# NATIONAL RADIO ASTRONOMY OBSERVATORY Charlottesville, Virginia

#### MEMORANDUM

14

| To: | D. | Bagri     | $\checkmark$ . | Romney   |
|-----|----|-----------|----------------|----------|
|     | В. | Clark     | S.             | Padin    |
|     | J. | Carlstrom | R.             | Sramek   |
|     | L. | D'Addario | D.             | Thornton |
|     | D. | Emerson   | J.             | Welch    |

From: R. Escoffier

Subject: A Possible MMA Correlator Design

This memo describes the outline of a design for a MMA correlator. The lag design approach used here is not meant to be selected as the MMA standard but just to present a practical design to which future designs can be compared. The final decision on a MMA correlator architecture should be made later during the initial phases of an actual design project.

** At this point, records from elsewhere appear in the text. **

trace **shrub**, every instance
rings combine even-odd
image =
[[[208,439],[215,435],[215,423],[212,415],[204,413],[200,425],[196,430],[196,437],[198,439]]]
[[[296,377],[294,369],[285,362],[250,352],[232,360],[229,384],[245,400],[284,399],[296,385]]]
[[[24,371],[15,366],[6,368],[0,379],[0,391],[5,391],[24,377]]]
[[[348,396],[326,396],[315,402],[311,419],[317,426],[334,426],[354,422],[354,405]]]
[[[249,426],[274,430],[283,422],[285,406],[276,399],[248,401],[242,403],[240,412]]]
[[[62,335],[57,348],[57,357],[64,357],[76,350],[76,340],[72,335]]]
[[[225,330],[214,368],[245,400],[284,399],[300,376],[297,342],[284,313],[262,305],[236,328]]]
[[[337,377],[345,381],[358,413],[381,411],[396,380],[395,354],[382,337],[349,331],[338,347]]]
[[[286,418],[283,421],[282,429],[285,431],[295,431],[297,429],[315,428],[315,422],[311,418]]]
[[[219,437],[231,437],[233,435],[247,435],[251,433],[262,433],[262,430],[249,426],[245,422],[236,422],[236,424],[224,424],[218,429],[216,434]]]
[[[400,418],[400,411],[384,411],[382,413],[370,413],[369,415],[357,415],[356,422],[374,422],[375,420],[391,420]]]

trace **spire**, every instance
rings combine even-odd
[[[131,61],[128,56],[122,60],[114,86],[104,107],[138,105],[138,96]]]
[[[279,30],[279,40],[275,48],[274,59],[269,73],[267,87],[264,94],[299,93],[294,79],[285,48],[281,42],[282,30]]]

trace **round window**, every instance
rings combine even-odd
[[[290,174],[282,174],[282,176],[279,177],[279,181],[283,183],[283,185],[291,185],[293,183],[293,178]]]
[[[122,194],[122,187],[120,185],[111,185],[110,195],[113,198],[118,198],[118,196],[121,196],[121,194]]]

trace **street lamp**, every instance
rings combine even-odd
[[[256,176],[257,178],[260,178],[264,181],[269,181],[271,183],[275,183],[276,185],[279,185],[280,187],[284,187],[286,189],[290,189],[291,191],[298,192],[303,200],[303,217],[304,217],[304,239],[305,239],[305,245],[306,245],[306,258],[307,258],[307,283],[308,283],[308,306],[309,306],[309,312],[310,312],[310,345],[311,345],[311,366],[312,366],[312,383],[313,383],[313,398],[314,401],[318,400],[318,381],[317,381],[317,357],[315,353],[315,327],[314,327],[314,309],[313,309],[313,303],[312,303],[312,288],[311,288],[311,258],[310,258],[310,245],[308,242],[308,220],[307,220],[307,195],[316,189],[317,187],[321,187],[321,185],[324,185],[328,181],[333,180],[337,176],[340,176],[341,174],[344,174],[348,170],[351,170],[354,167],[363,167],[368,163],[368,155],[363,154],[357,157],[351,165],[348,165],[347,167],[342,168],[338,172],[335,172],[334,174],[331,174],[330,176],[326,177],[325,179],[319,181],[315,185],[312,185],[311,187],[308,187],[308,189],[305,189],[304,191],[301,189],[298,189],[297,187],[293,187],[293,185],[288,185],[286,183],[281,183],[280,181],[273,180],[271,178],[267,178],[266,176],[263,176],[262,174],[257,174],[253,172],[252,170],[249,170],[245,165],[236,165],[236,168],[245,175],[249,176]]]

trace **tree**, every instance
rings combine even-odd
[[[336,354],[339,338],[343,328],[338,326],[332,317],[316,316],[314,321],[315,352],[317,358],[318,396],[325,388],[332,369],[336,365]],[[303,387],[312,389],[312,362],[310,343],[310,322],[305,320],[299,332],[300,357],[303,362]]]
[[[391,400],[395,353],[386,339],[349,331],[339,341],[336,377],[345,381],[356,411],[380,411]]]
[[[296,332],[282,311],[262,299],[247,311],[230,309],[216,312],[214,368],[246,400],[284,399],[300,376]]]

The correlator design is based on the MMA specifications listed below:

40 antennas
4 4-GHz samplers per antenna
3 KM maximum baseline
1024 lags per baseline at a 2 GHz bandwidth

The design below does not distinguish between continuum and spectral line observations. The samplers and correlators can be configured in factors of two from all samplers working at maximum bandwidths to a single sample per antenna working at the narrowest bandwidth.

A conservative design approach using 125 MHz interconnect technology is contemplated. Higher speed correlator chips and interconnect could be considered for cost effectiveness, but for now a well understood (essentially VLA correlator) technology is assumed. The design is based on a hypothetical correlator chip which is based, in turn, on the 1024-lag correlator chip used in the GBT spectrometer. It represents a conservative projection of what should be possible and affordable when the MMA is funded.

# I. Block Diagram

A block diagram for the MMA correlator is seen in Figure 1. Four 4-GHz samplers are available for each antenna. This configuration is derived from the minimum system given in Dick Thompson's memo of April 18, 1995. A full



16-GHz bandwidth system, as described in this memo, would require eight 4-GHz samplers per antenna. Digital delay lines with up to 32- $\mu$ sec of delay adjustment are provided for each sampler output.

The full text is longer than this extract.